Abdominal aortic aneurysm (AAA) is a fatal disease with a mortality rate exceeding 60% when blood vessels gradually expand and rupture. Most of them have no self-awareness symptoms, and they are often found just before rupture. It occurs in about 4-8% of men over the age of 60, and it is on the rise with the aging population. Since early diagnosis is difficult and there is no suitable treatment other than surgery, it is urgent to prepare a new treatment strategy to slow the progression of the disease.

An international joint research team consisting of Professor Oh Se-jin of Cardiovascular Thoracic Surgery at Boramae Hospital in Seoul, Professor Kim Eun-na of the Department of Pathology at Seoul National University Hospital, Professor Jang Young-hwan of Oregon Health Science University, and Dr. Lizhe Zhuang of Cambridge University in the U.K. sought the answer by analyzing the immune cell microenvironment in abdominal aortic aneurysm tissue.

What the research team paid attention to is an inflammation-related substance called C-reactive protein (CRP). In particular, we investigated how CRP in the form of monomer (mCRP) adhering to the vascular wall changes immune cell composition at the single cell level, among others.

To this end, the research team divided patients into groups with high CRP deposition (High-CRP) and low-CRP (Low-CRP) based on the patients' serum CRP levels and the degree of staining in tissues. And patient tissues were stained and analyzed with 31 antibodies using a high-resolution imaging technique called 'CODEX'. This allowed us to check hundreds of thousands of cells at once, determine which immune cells and matrix cells are in them, and how they are located.

As a result, in the High-CRP group with high CRP deposits, inflammation-causing M1 macrophages and highly proliferative macrophages increased, and smooth muscle cells that make up blood vessels were noticeably reduced. In addition, the spatial relationship between immune cells also changed, such as regulatory T cells clustered close to NK cells, B cells, and endothelial cells.
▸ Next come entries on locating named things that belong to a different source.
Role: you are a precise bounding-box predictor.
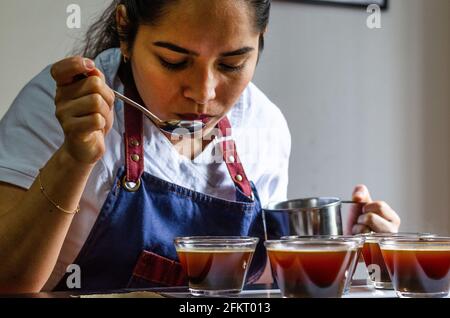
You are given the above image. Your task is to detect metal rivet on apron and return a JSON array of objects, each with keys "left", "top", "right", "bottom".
[
  {"left": 130, "top": 138, "right": 141, "bottom": 147},
  {"left": 131, "top": 155, "right": 141, "bottom": 162}
]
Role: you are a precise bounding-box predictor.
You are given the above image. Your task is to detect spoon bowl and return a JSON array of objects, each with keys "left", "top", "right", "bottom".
[{"left": 113, "top": 90, "right": 206, "bottom": 135}]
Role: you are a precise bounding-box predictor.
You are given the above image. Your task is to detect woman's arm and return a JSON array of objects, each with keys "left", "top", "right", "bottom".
[
  {"left": 0, "top": 149, "right": 93, "bottom": 293},
  {"left": 0, "top": 57, "right": 114, "bottom": 293}
]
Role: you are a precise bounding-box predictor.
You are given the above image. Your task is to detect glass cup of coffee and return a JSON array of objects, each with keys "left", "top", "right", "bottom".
[
  {"left": 380, "top": 236, "right": 450, "bottom": 298},
  {"left": 264, "top": 238, "right": 358, "bottom": 298},
  {"left": 359, "top": 232, "right": 433, "bottom": 289},
  {"left": 281, "top": 235, "right": 366, "bottom": 294},
  {"left": 174, "top": 236, "right": 259, "bottom": 296}
]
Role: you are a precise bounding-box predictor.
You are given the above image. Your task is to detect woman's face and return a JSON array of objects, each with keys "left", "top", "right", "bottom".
[{"left": 120, "top": 0, "right": 260, "bottom": 127}]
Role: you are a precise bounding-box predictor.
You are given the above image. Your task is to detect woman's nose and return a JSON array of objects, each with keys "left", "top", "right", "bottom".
[{"left": 184, "top": 67, "right": 217, "bottom": 105}]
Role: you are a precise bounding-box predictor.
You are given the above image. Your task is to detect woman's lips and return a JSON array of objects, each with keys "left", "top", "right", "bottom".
[{"left": 177, "top": 114, "right": 214, "bottom": 123}]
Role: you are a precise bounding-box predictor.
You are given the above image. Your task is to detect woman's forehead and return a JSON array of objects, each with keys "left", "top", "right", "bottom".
[
  {"left": 136, "top": 0, "right": 259, "bottom": 53},
  {"left": 146, "top": 0, "right": 255, "bottom": 33}
]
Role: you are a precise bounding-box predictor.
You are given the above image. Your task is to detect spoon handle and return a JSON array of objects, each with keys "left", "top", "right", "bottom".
[{"left": 113, "top": 90, "right": 162, "bottom": 124}]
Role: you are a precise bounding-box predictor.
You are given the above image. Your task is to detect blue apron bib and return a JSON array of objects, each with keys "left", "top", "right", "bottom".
[{"left": 55, "top": 77, "right": 267, "bottom": 290}]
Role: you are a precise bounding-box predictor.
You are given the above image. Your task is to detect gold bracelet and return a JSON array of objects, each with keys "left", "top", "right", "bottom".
[{"left": 38, "top": 170, "right": 80, "bottom": 215}]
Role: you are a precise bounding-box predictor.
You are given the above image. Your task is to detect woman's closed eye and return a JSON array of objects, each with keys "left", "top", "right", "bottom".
[
  {"left": 159, "top": 57, "right": 245, "bottom": 73},
  {"left": 159, "top": 57, "right": 188, "bottom": 71},
  {"left": 219, "top": 63, "right": 245, "bottom": 73}
]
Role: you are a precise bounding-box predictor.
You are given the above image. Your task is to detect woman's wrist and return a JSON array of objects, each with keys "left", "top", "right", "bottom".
[{"left": 56, "top": 144, "right": 95, "bottom": 174}]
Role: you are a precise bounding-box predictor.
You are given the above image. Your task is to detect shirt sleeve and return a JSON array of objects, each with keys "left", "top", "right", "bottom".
[
  {"left": 0, "top": 66, "right": 64, "bottom": 189},
  {"left": 238, "top": 84, "right": 291, "bottom": 207},
  {"left": 256, "top": 108, "right": 291, "bottom": 207}
]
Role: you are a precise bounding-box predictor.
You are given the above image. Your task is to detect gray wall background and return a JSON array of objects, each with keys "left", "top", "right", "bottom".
[{"left": 0, "top": 0, "right": 450, "bottom": 234}]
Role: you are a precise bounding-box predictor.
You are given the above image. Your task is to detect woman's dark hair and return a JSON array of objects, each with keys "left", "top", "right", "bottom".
[{"left": 78, "top": 0, "right": 271, "bottom": 59}]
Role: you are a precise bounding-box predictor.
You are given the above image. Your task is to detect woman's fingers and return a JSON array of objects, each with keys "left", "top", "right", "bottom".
[
  {"left": 64, "top": 113, "right": 107, "bottom": 137},
  {"left": 55, "top": 75, "right": 115, "bottom": 108},
  {"left": 352, "top": 184, "right": 372, "bottom": 203},
  {"left": 352, "top": 184, "right": 400, "bottom": 234},
  {"left": 56, "top": 94, "right": 112, "bottom": 131},
  {"left": 50, "top": 56, "right": 95, "bottom": 87},
  {"left": 357, "top": 212, "right": 398, "bottom": 233},
  {"left": 352, "top": 224, "right": 372, "bottom": 235},
  {"left": 363, "top": 201, "right": 400, "bottom": 225}
]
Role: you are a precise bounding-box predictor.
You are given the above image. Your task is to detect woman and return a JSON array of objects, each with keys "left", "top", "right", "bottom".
[{"left": 0, "top": 0, "right": 399, "bottom": 293}]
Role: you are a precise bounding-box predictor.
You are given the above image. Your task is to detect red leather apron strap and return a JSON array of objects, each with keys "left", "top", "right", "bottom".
[
  {"left": 218, "top": 117, "right": 253, "bottom": 199},
  {"left": 124, "top": 92, "right": 144, "bottom": 185}
]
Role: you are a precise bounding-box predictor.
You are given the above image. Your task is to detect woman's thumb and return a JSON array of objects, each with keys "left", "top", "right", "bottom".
[{"left": 352, "top": 184, "right": 372, "bottom": 203}]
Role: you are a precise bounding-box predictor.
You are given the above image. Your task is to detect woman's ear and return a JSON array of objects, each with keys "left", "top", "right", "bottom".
[{"left": 116, "top": 4, "right": 130, "bottom": 58}]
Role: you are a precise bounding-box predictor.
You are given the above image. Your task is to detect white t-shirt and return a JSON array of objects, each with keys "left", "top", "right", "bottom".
[{"left": 0, "top": 49, "right": 291, "bottom": 290}]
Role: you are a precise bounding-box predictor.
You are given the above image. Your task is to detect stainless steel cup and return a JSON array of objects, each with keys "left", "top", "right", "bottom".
[{"left": 263, "top": 197, "right": 364, "bottom": 239}]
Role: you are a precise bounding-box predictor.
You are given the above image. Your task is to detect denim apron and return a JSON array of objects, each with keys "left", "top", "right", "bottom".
[{"left": 55, "top": 80, "right": 267, "bottom": 290}]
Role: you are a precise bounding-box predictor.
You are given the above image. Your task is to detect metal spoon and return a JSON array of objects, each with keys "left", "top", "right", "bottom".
[
  {"left": 113, "top": 90, "right": 205, "bottom": 135},
  {"left": 76, "top": 74, "right": 206, "bottom": 135}
]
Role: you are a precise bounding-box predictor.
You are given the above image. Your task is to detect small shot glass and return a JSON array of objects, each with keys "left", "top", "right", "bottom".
[
  {"left": 281, "top": 235, "right": 366, "bottom": 295},
  {"left": 174, "top": 236, "right": 259, "bottom": 296},
  {"left": 359, "top": 232, "right": 433, "bottom": 289},
  {"left": 380, "top": 236, "right": 450, "bottom": 298},
  {"left": 264, "top": 238, "right": 358, "bottom": 298}
]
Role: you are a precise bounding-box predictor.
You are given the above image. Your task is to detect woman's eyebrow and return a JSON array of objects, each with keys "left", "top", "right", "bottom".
[
  {"left": 220, "top": 46, "right": 255, "bottom": 57},
  {"left": 153, "top": 41, "right": 255, "bottom": 57}
]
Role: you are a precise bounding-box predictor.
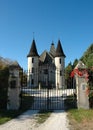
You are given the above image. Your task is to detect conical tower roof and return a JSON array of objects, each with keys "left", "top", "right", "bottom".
[
  {"left": 55, "top": 40, "right": 66, "bottom": 57},
  {"left": 50, "top": 42, "right": 56, "bottom": 57},
  {"left": 27, "top": 39, "right": 39, "bottom": 57}
]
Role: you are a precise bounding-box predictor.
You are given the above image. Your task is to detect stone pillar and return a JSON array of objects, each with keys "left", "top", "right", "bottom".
[
  {"left": 7, "top": 70, "right": 20, "bottom": 110},
  {"left": 76, "top": 76, "right": 89, "bottom": 109}
]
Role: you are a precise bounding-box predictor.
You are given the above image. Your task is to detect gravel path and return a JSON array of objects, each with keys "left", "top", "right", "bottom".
[{"left": 0, "top": 110, "right": 69, "bottom": 130}]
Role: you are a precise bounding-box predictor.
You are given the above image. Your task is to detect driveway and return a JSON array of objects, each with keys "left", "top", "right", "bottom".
[{"left": 0, "top": 110, "right": 69, "bottom": 130}]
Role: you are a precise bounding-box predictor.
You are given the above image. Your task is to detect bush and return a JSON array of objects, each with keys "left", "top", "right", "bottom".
[{"left": 0, "top": 67, "right": 9, "bottom": 109}]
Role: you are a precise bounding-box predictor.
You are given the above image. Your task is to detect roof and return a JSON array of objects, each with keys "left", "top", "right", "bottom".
[
  {"left": 75, "top": 61, "right": 87, "bottom": 69},
  {"left": 55, "top": 40, "right": 66, "bottom": 57},
  {"left": 39, "top": 51, "right": 53, "bottom": 64},
  {"left": 27, "top": 39, "right": 39, "bottom": 57},
  {"left": 49, "top": 42, "right": 56, "bottom": 57}
]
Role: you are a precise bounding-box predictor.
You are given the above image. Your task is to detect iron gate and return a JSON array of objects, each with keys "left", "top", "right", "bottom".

On the other hand, in the Low-CRP group, fibrosis was more prominent than inflammation, and M2 macrophages with anti-inflammatory action were relatively common. Overall, it was confirmed that the more CRP deposits, the more inflammatory cells and the fewer the matrix cells that make up the tissue.

Thanks to CODEX technology, the research team was able to analyze not only the type of each cell but also how close the cells were to each other. In particular, high-resolution images showed a dense structure in which regulatory T cells, NK cells, and macrophages were clustered in the center of the atherosclerotic lesion.

This study is the first to precisely show how the composition and spatial arrangement of inflammatory cells vary depending on the degree of CRP deposition in patients with abdominal aortic aneurysm. The research team expects that if CRP can act as a key immune regulator that affects disease progression, it will lead to the development of new treatment strategies targeting it in the future.

Professor Oh Se-jin of Boramae Hospital said, "This is the first time we have specifically confirmed how the composition of immune cells in the abdominal aortic aneurysm varies depending on the degree of deposition of C-reactive proteins." It was revealed.

The study was carried out with the support of the Korea Research Foundation's Personal Basic Research Project Excellent Progress Research Project, and the results of the study were recently published in the international journal 『Translational Research』.